Clare Benedict

She spent much of her life in Europe, travelling with her aunt, the writer Constance Fenimore Woolson (1840–1894), later with her mother Clara (1844–1923), visiting places, attending festivals, concerts and theatrical performances.

[1] Clare Benedict was a gifted writer, who published collections of tales, A Resemblance: And Other Stories (1909), XII (1921), and other books like European Backgrounds (1912), The little lost Prince (1912), The Divine Spark (1913) on Wagner, Six Months, March to August, 1914 (1914), a personal account of the months leading up to the war, and, Five Generations: 1785–1923 (1930), consisting of the three volumes Voices Out of the Past, Constance Fenimore Woolson, and The Benedicts Abroad.

After World War I, she started to support the Schillerstiftung in Weimar with generous gifts of food for needy writers (and was made an honorary member in 1923).

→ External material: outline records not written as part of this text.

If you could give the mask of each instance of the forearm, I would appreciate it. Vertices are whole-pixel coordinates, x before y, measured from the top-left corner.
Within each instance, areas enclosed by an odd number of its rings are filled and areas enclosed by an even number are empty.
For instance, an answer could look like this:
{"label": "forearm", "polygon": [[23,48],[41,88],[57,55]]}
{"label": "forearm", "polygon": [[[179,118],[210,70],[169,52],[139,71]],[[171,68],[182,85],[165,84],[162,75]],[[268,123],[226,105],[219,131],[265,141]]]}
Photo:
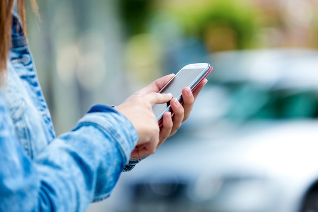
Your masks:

She helped to create the "James Fenimore Cooper Stipendien-Fonds" in 1952, to support the study of Anglo-Saxon language, literature and culture, by giving the sum of US$20'000, equivalent to about US$164'000 in 2010; and on her death in 1961 she bequeathed part of her library to the department.

Among the 1154 items, which cover a wide range of topics, there are first editions of works by Fenimore Cooper and Henry James, collections of newspaper clippings on Henry Irving and George Meredith, playbills of the performances Clare Benedict had seen all over Europe, musical scores, editions of Anglophone classics, guides to (mainly) Italian towns and churches, biographies, and publications that had been given to Clare Benedict.